5
ODM PL/SQL Sample Programs

This chapter provides sample code using DBMS_DATA_MINING for all the supported algorithms. The dataset used is the Drug Depot dataset that is available as part of the sample schema in Oracle10g. Please refer to Oracle Database Sample Schemas for information on sample schemas.

All samples are available in the directory $ORACLE_HOME/dm/demo/sample/plsql.

ODM sample datasets need to be loaded into a user schema prior to using the sample programs. Refer to the following scripts for creating Oracle tablespace, user schema, and loading ODM sample datasets:

$ORACLE_HOME/dm/admin/odmtbs.sql
$ORACLE_HOME/dm/admin/odmuser.sql
$ORACLE_HOME/dm/admin/dmuserld.sql
$ORACLE_HOME/dm/admin/dmshgrants.sql

5.1 Overview of ODM PL/SQL Sample Programs

The ODM PL/SQL sample programs illustrate the main operations of the data mining process:

Preparing the data
Building a model
Testing the model
Applying the model to new data (scoring the data)

Data mining models can be either supervised or unsupervised.

Supervised models predict the value of a specified variable, called the target variable, together with the confidence associated with each prediction. Supervised models are illustrated in the sample programs for Naive Bayes (NB), Adaptive Bayes Networks (ABN), and Support Vector Machines (SVM).

Unsupervised models have no target variable; they are used to predict group membership or relationships of an individual. Unsupervised models are illustrated in the sample programs for Clustering, Association Rules, and Non-Negative Matrix Factorization. Attribute Importance is also illustrated.
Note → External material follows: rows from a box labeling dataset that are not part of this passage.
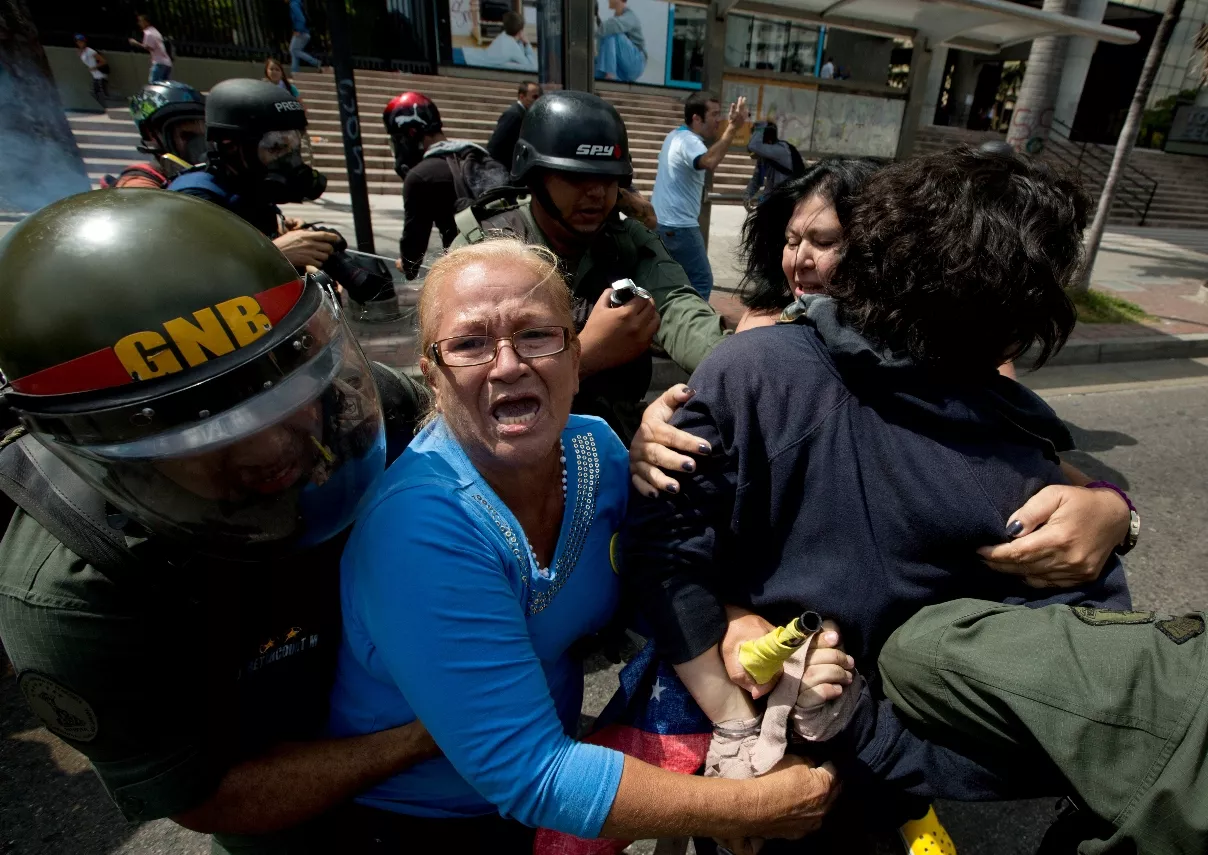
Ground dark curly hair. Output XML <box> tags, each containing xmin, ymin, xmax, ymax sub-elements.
<box><xmin>738</xmin><ymin>157</ymin><xmax>882</xmax><ymax>312</ymax></box>
<box><xmin>827</xmin><ymin>147</ymin><xmax>1090</xmax><ymax>374</ymax></box>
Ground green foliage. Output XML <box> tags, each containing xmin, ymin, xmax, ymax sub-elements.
<box><xmin>1070</xmin><ymin>289</ymin><xmax>1150</xmax><ymax>324</ymax></box>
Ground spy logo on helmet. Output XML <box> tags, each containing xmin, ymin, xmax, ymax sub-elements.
<box><xmin>575</xmin><ymin>143</ymin><xmax>621</xmax><ymax>159</ymax></box>
<box><xmin>17</xmin><ymin>671</ymin><xmax>97</xmax><ymax>743</ymax></box>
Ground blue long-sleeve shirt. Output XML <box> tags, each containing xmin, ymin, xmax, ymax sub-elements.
<box><xmin>330</xmin><ymin>415</ymin><xmax>628</xmax><ymax>837</ymax></box>
<box><xmin>290</xmin><ymin>0</ymin><xmax>310</xmax><ymax>34</ymax></box>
The PL/SQL sample programs rely on two sets of data:

Individual datasets: All samples named algorithm_demo.sql are based on these datasets. These datasets must be loaded using $ORACLE_HOME/dm/admin/dmuserld.sql in the user schema executing these demos.
SH schema dataset: All samples named algorithm_sh.sql are based on datasets derived from the SH schema. The SH schema must be installed as part of RDBMS installation. The script
$ORACLE_HOME/dm/admin/dmshgrants.sql must be run by a user with privileges to access the SH schema, and the script
$ORACLE_HOME/dm/admin/dmsh.sql must be run in the user schema executing these demos.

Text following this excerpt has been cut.